Science & Technology, Singapore (Commonwealth Union) – A research team from the Cancer Science Institute of Singapore (CSI Singapore) at the National University of Singapore, that was led by Associate Professor Takaomi Sanda and Dr Lim Fang Qi, may have a possible new application to an existing drug, for countering a type of blood cancer known as T-cell acute lymphoblastic leukaemia, or T-ALL.
The utilization of an existing drugs for a new application has the added benefit of avoiding certain phases in a clinical trial as it has already been tested for prior to its approval, thus shortening the time it can be made available to the public. The repurposing of existing drug will usually have trials seeking how effective its new application will be.

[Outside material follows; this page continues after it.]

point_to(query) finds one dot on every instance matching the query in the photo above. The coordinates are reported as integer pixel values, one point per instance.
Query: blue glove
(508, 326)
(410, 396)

The drug, known as PIK-75, was 1st discovered over 10 years back, however it was rejected in favor of newer ones. Presently its repurposing has deemed it unmissable. Researchers have established that the drug is capable of halting not just 1 but 2 essential cancer-causing pathways of T-ALL, making way for them to form new treatments able to stem the disease with efficiency.

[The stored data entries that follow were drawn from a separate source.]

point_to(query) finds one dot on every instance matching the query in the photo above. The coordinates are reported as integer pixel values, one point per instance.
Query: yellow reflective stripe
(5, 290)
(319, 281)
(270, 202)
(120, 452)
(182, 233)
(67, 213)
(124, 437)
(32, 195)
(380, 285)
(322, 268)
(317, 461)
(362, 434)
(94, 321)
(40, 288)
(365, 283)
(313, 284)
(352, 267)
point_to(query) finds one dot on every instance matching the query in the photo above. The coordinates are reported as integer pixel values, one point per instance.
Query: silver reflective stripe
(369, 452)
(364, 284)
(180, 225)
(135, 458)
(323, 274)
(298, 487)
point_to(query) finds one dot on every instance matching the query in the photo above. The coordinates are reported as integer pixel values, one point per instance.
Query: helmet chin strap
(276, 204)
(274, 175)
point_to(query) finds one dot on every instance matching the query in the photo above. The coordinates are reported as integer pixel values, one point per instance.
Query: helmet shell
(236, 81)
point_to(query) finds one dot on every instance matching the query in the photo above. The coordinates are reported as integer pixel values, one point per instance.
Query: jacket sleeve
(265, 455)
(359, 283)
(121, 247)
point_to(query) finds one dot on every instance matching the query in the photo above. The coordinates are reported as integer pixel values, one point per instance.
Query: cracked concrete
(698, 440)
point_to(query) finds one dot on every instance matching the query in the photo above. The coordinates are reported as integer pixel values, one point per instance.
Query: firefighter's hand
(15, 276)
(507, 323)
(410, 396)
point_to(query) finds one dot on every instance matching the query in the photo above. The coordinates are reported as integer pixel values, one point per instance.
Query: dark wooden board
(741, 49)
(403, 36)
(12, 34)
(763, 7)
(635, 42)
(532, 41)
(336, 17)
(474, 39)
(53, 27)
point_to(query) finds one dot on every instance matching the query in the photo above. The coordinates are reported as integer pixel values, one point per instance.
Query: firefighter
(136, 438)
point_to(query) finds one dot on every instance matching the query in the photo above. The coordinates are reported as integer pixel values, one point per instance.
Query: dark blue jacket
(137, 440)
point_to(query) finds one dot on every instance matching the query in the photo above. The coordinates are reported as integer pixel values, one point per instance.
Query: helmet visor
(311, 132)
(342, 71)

T-ALL that mainly impacts children is described as an aggressive and progresses fast having an impact on stem cells in the bone marrow responsible for T-cell production. The T-Cells are essential for fending off infections. The condition leads to a production of immature, T-cells that that get collected and become too large for normal counterparts to handle, resulting in a patient compromising their immunity. Many patients who have recovered on prior occasions from pediatric T-ALL can end up relapsing, and in certain instances be unable to respond to 1st line therapy.
“Current cancer treatment strategies mostly focus on targeting a single molecule specific to the disease, like an oncoprotein,” added Associate Professor Sanda, who is the lead author of the study. “We learned that the ability of cancer cells to survive and proliferate is underpinned and promoted by multiple mechanisms, of which identifying and inhibiting just one is often not sufficient to slow the march of the disease.”

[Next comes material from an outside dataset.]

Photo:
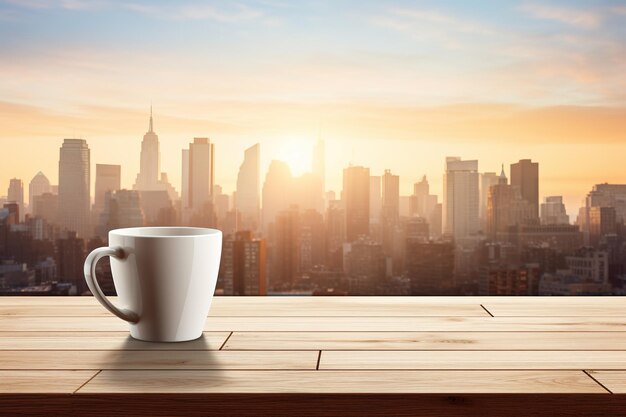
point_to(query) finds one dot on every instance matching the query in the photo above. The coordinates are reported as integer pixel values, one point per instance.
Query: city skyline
(388, 85)
(299, 158)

Taking this into account the researchers detected the applicable underlying pathways. This made it possible for them to take actions to destroy all possible routes, the disease is capable of making to expand throughout the body.
Many cancer researchers across the globe have often suggested multiple different approaches will be needed to outsmart cancer.
In T-ALL, the mechanisms pushing the disease to advance can be differentiated into “type A” and “type B” abnormalities. The researchers gave a key example of the former as the overexpression of the TAL1 oncogenic transcription factor, with powerful proteins that support the multiplication of cancer cells and are common in almost 50% of all human T-ALL cases. When compared, type B is characterized by the activation of an unusual signaling pathway like the PI3K-AKT-PTEN pathway, that is a series of reactions in which a group of proteins of a cell collaborate to control the cell functions. This eventually enhances the emergence of cancer cells. Together, both these mechanisms work together, backing the proliferation of malignant T-ALL cells within patients.
“Focusing on an ‘oncogenic collaboration’ mechanism, we demonstrated the efficacy of the novel therapeutic compound in inhibiting the core oncogenic machinery — which includes both type A and type B abnormalities — that drives T-ALL progression,” said Associate Professor Sanda. “PIK-75 produced a strong cytotoxicity against T-ALL cells at low doses compared to previous studies involving other types of drugs that required higher concentrations to inhibit their growth.”
The researchers’ efforts were a notable contribution to NUS’ focus of research breakthroughs in biomedical science and translational medicine. The researchers’ findings appeared in the scientific journal Haematologica in September last year.